Producer Georges de Beauregard appears as the driver of both the hearse and the ambulance in the full version of Les fiancés du pont MacDonald, but the shots in which he appears were among those removed when the silent short was edited for inclusion in Cléo from 5 to 7.

==Critical reception==
On the review aggregator website Rotten Tomatoes, 93% of 54 critics' reviews of the film are positive, with an average rating of 8.7/10; the site's "critics consensus" reads: "Cléo from 5 to 7 represents a beautifully filmed highlight of the French New Wave that encapsulates the appeal of the era while departing from its narrative conventions."

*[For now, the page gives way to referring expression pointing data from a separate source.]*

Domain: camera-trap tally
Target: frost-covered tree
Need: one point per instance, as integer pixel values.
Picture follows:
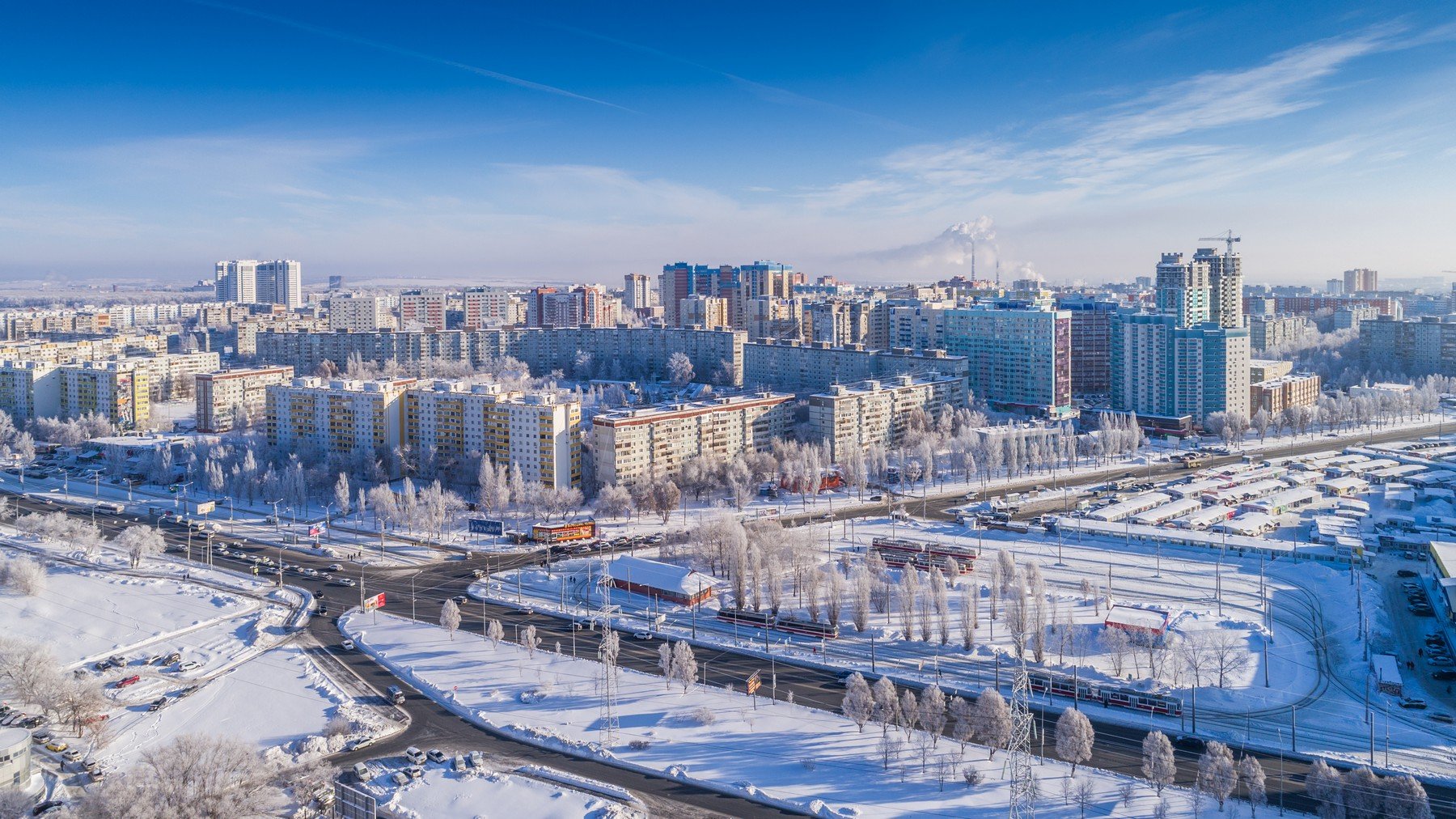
(140, 542)
(859, 702)
(1217, 774)
(1159, 766)
(204, 777)
(664, 662)
(992, 720)
(932, 711)
(1252, 777)
(451, 617)
(684, 665)
(1075, 738)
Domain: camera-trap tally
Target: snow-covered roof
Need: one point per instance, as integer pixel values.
(1133, 617)
(641, 571)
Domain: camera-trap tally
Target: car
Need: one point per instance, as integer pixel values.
(1190, 742)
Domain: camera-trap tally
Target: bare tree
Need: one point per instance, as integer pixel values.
(859, 702)
(451, 617)
(1075, 738)
(205, 777)
(992, 720)
(1159, 766)
(1217, 774)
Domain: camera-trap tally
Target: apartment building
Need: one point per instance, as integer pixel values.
(487, 307)
(421, 309)
(360, 312)
(1276, 395)
(29, 389)
(642, 442)
(1018, 354)
(1273, 331)
(539, 433)
(801, 367)
(232, 398)
(851, 418)
(629, 349)
(116, 389)
(1267, 369)
(318, 417)
(1162, 369)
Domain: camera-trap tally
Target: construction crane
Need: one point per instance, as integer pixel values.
(1228, 238)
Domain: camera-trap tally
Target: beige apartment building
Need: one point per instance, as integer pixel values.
(229, 397)
(642, 442)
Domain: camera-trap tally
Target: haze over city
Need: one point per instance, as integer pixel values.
(587, 140)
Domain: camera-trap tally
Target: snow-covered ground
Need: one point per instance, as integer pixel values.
(773, 753)
(443, 793)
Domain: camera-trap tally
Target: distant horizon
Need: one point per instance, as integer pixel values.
(582, 142)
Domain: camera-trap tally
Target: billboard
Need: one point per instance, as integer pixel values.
(487, 526)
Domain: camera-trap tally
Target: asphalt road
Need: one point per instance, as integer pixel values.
(1119, 748)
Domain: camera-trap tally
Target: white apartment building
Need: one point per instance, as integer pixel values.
(336, 417)
(644, 442)
(538, 431)
(114, 389)
(226, 398)
(851, 418)
(29, 389)
(487, 307)
(421, 308)
(360, 312)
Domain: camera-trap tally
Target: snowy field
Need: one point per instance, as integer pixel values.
(773, 753)
(447, 795)
(85, 614)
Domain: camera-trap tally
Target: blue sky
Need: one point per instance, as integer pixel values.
(518, 143)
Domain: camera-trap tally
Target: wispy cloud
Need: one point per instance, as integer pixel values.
(1181, 131)
(411, 53)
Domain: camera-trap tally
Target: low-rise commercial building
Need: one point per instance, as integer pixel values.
(644, 442)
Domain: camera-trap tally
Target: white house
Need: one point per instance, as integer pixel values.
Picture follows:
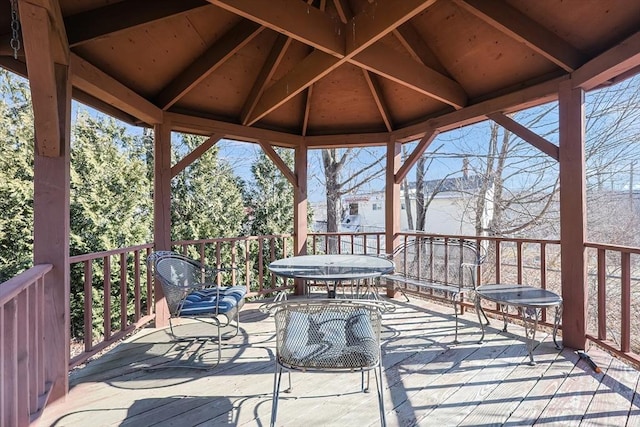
(452, 210)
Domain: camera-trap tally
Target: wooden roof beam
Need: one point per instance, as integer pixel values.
(379, 19)
(40, 44)
(307, 111)
(378, 97)
(194, 155)
(301, 21)
(95, 23)
(276, 54)
(223, 49)
(518, 26)
(514, 101)
(527, 135)
(98, 84)
(58, 38)
(403, 70)
(417, 48)
(620, 60)
(277, 160)
(364, 29)
(424, 143)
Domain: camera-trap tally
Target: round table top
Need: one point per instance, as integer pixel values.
(332, 267)
(519, 295)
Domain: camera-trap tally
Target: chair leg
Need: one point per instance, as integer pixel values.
(365, 388)
(378, 375)
(276, 391)
(455, 310)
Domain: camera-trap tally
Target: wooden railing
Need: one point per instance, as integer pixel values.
(248, 257)
(533, 262)
(614, 282)
(528, 261)
(24, 388)
(124, 286)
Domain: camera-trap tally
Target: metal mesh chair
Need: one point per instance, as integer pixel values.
(332, 335)
(191, 291)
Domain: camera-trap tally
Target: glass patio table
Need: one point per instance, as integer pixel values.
(332, 269)
(529, 301)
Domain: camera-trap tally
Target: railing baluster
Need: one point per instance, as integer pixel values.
(123, 291)
(136, 285)
(106, 267)
(88, 306)
(602, 294)
(625, 338)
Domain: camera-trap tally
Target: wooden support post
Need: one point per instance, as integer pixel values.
(573, 215)
(162, 209)
(392, 199)
(51, 238)
(300, 207)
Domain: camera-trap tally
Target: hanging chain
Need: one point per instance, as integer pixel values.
(15, 29)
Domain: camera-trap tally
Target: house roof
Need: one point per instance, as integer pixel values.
(331, 71)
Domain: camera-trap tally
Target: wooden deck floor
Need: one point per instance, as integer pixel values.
(428, 381)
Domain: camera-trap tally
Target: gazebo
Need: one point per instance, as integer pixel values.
(308, 75)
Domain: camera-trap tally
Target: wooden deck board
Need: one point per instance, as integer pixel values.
(427, 379)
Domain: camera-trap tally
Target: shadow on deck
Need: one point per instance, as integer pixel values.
(428, 380)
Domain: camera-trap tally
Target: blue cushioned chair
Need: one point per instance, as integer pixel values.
(191, 290)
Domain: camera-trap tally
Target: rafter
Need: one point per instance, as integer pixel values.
(427, 139)
(307, 110)
(230, 43)
(302, 22)
(276, 54)
(379, 19)
(378, 97)
(343, 9)
(195, 154)
(308, 71)
(90, 79)
(417, 48)
(403, 70)
(609, 65)
(114, 17)
(388, 14)
(522, 28)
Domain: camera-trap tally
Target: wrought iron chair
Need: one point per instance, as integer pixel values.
(329, 335)
(191, 291)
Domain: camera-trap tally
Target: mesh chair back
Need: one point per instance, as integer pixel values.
(178, 275)
(328, 334)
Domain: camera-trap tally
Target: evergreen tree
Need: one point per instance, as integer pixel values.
(16, 176)
(270, 200)
(206, 198)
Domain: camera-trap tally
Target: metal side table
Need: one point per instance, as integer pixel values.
(529, 300)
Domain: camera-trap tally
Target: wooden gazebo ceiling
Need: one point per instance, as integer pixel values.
(322, 68)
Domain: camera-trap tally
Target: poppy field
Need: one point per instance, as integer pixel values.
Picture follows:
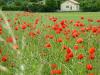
(49, 43)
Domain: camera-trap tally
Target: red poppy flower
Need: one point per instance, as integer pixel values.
(68, 50)
(91, 56)
(24, 26)
(51, 36)
(64, 47)
(82, 17)
(76, 47)
(92, 50)
(59, 40)
(55, 72)
(89, 67)
(91, 74)
(48, 45)
(4, 58)
(80, 56)
(9, 39)
(53, 66)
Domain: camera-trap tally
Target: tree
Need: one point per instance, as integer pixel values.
(51, 5)
(90, 5)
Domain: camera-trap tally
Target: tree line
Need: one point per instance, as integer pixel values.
(46, 5)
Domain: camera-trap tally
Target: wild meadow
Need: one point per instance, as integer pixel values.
(65, 43)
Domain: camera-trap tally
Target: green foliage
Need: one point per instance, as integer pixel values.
(90, 5)
(50, 5)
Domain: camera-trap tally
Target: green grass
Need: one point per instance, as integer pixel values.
(31, 49)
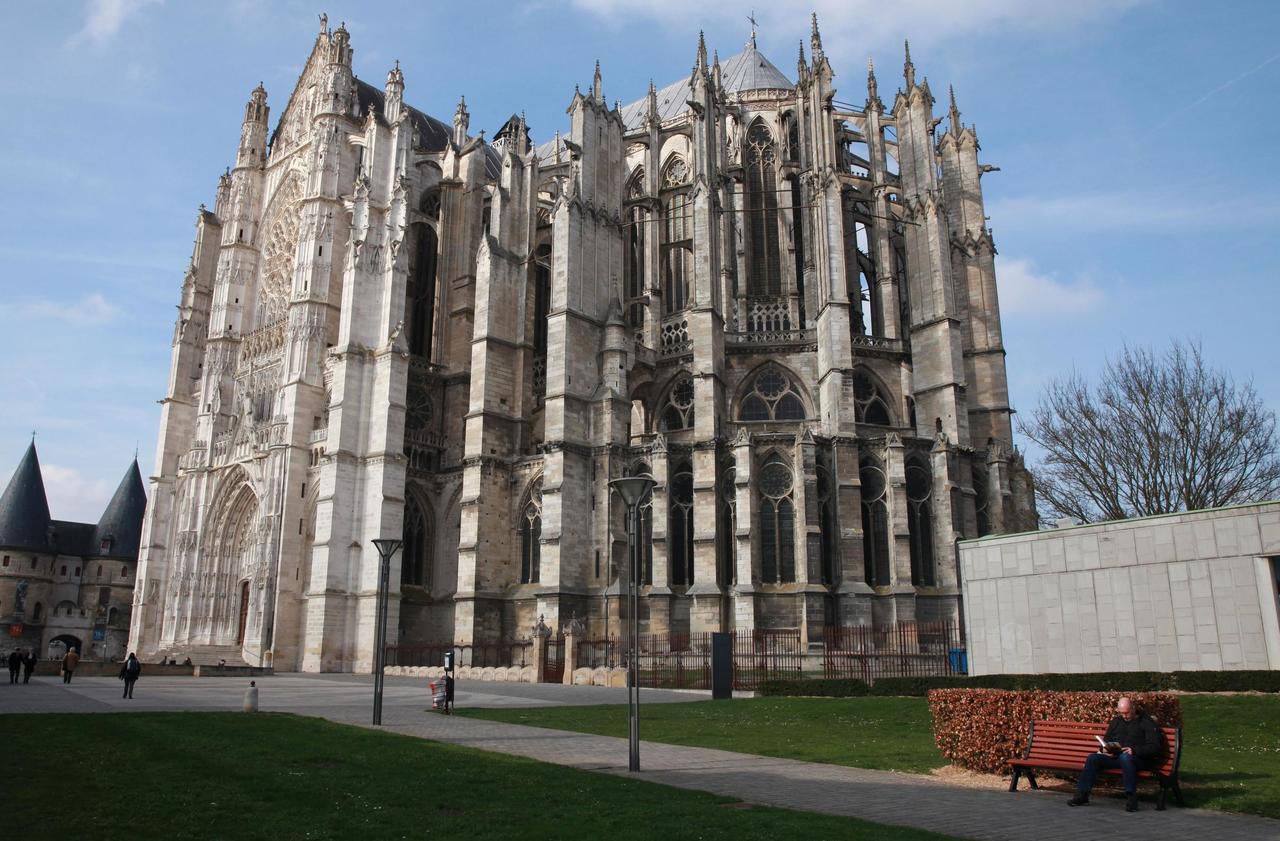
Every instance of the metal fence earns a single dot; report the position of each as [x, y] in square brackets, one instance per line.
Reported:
[906, 649]
[479, 654]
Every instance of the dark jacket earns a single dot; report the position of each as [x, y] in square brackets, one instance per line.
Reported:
[131, 670]
[1141, 734]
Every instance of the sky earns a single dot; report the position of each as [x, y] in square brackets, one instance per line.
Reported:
[1137, 197]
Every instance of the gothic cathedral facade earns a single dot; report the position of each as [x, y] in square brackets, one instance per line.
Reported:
[778, 304]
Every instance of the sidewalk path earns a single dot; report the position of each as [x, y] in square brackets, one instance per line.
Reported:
[873, 795]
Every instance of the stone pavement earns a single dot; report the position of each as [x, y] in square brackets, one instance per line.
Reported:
[882, 796]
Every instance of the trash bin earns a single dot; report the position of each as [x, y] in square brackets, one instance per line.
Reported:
[439, 694]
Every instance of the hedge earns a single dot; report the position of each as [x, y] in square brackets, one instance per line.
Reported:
[1226, 681]
[983, 728]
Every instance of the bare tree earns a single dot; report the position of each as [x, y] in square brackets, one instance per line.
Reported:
[1157, 434]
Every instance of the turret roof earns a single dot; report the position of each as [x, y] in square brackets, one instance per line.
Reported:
[23, 506]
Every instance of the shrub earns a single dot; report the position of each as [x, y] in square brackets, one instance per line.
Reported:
[983, 728]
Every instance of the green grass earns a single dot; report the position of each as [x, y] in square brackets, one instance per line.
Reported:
[887, 734]
[1230, 755]
[224, 776]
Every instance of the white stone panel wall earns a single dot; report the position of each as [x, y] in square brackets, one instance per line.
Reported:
[1184, 592]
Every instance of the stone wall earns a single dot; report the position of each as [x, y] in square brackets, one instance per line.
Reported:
[1182, 592]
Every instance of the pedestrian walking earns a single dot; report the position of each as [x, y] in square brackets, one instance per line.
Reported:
[129, 673]
[71, 659]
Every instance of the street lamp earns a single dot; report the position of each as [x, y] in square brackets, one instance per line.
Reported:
[387, 547]
[632, 489]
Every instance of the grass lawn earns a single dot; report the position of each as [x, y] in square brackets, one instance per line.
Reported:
[232, 776]
[1230, 755]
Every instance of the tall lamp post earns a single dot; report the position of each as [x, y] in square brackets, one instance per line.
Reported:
[632, 489]
[387, 547]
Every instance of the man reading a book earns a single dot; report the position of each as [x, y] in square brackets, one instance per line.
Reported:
[1132, 743]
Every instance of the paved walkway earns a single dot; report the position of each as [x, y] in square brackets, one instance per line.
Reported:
[882, 796]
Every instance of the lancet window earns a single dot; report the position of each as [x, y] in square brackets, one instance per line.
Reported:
[643, 560]
[919, 520]
[777, 521]
[874, 522]
[677, 242]
[772, 397]
[763, 270]
[417, 551]
[680, 530]
[531, 534]
[636, 237]
[679, 412]
[421, 292]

The film first appeared on Sight & Sound magazine's Critics' Poll of the Greatest Films of All Time in 2002, appearing in 289th place. It rose to number 207 in the 2012 Critics' Poll, and reached number 14 in the 2022 Critics' Poll, making it the third-highest ranking film directed by a woman on the list (after Claire Denis' Beau Travail at number 7 and Chantal Akerman's Jeanne Dielman, 23, quai du Commerce, 1080 Bruxelles at number 1).

In 2019, Cléo from 5 to 7 was voted the second-greatest film directed by a woman (behind only Jane Campion's The Piano) in a BBC poll of 368 film experts from 84 countries.